Criteria for funding will include: 1) reviewers’ recommendations as defined in the Summary Statement; 2) likelihood that the research effort will be productive and lead to extramural funding; 3) utilization of one or more of the NC NM4R resources; and 4) alignment with the mission and aims of the NC NM4R. We aim to fund four proposals per year. Funding recommendations will be made by the Executive Committee, then must be approved by the External Advisory Board and then by NIH program staff. Investigators who are not funded on the initial submission will have the opportunity to submit one revision application in the following RFA cycle.

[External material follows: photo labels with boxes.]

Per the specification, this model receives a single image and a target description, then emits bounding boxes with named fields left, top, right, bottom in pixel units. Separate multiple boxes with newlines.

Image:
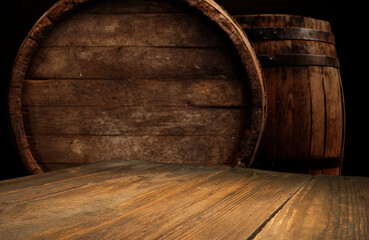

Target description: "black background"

left=0, top=0, right=369, bottom=180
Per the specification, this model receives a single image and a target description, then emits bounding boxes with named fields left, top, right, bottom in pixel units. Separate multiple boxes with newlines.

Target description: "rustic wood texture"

left=9, top=0, right=266, bottom=173
left=0, top=160, right=311, bottom=240
left=235, top=14, right=345, bottom=175
left=255, top=175, right=369, bottom=240
left=0, top=160, right=369, bottom=240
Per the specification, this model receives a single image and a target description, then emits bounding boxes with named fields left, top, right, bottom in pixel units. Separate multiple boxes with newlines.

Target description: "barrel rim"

left=8, top=0, right=266, bottom=174
left=233, top=13, right=331, bottom=26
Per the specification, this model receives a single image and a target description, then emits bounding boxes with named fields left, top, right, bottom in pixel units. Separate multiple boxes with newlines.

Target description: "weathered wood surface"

left=9, top=0, right=266, bottom=173
left=255, top=175, right=369, bottom=240
left=0, top=160, right=369, bottom=240
left=236, top=14, right=345, bottom=175
left=0, top=160, right=310, bottom=240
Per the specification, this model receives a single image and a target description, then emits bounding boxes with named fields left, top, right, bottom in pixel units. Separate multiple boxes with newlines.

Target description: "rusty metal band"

left=243, top=27, right=335, bottom=44
left=258, top=54, right=340, bottom=68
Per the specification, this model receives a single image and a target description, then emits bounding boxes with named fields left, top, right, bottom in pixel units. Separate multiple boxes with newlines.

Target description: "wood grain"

left=40, top=13, right=227, bottom=47
left=23, top=107, right=247, bottom=136
left=9, top=0, right=266, bottom=172
left=255, top=175, right=369, bottom=240
left=22, top=79, right=248, bottom=107
left=0, top=160, right=310, bottom=239
left=27, top=47, right=242, bottom=79
left=29, top=135, right=242, bottom=168
left=236, top=14, right=345, bottom=175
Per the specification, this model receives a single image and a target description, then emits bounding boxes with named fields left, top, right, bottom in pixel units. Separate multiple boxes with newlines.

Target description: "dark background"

left=0, top=0, right=369, bottom=180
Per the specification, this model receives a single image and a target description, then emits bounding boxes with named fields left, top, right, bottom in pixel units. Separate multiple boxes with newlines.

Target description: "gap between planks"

left=247, top=176, right=315, bottom=240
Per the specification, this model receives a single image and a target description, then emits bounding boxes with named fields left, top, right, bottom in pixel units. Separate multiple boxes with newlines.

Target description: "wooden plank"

left=81, top=0, right=188, bottom=14
left=309, top=66, right=325, bottom=159
left=29, top=135, right=242, bottom=170
left=323, top=67, right=343, bottom=158
left=22, top=79, right=248, bottom=106
left=276, top=67, right=311, bottom=159
left=40, top=13, right=224, bottom=47
left=255, top=175, right=369, bottom=240
left=23, top=106, right=247, bottom=136
left=27, top=47, right=242, bottom=79
left=0, top=158, right=310, bottom=239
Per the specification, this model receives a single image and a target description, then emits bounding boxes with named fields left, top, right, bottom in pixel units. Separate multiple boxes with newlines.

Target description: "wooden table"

left=0, top=160, right=369, bottom=240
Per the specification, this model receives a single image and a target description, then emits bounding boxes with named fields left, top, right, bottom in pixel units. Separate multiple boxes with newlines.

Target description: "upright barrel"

left=9, top=0, right=266, bottom=173
left=235, top=14, right=345, bottom=175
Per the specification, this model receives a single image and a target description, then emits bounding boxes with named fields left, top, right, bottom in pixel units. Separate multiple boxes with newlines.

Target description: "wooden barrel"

left=236, top=14, right=345, bottom=175
left=8, top=0, right=266, bottom=173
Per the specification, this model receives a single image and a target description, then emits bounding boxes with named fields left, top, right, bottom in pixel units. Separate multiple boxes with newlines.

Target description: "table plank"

left=0, top=160, right=311, bottom=240
left=255, top=175, right=369, bottom=240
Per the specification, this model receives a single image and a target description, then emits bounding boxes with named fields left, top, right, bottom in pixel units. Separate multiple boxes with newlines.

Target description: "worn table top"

left=0, top=160, right=369, bottom=240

Resubmission of an Application
Applicants will have the opportunity to submit a revised application in response to review comments. Revised applications should be submitted during the following NC NM4R RFA cycle. Investigators submitting an amended application will be expected to address the review critiques using the NIH-modeled Introduction to Resubmission Application, limited to 1 page. The Introduction must summarize all substantial additions, deletions, and changes to the application. The Introduction also must include a response to the issues and criticism raised in the Summary Statement. Please indicate major scientific revisions in the text of the application by bracketing, indenting or changing typography. Do not underline or shade the changes. If the changes are so extensive that essentially all of the text would be marked, explain this in the Introduction. Additional guidance can be found in NIH Applications Guide.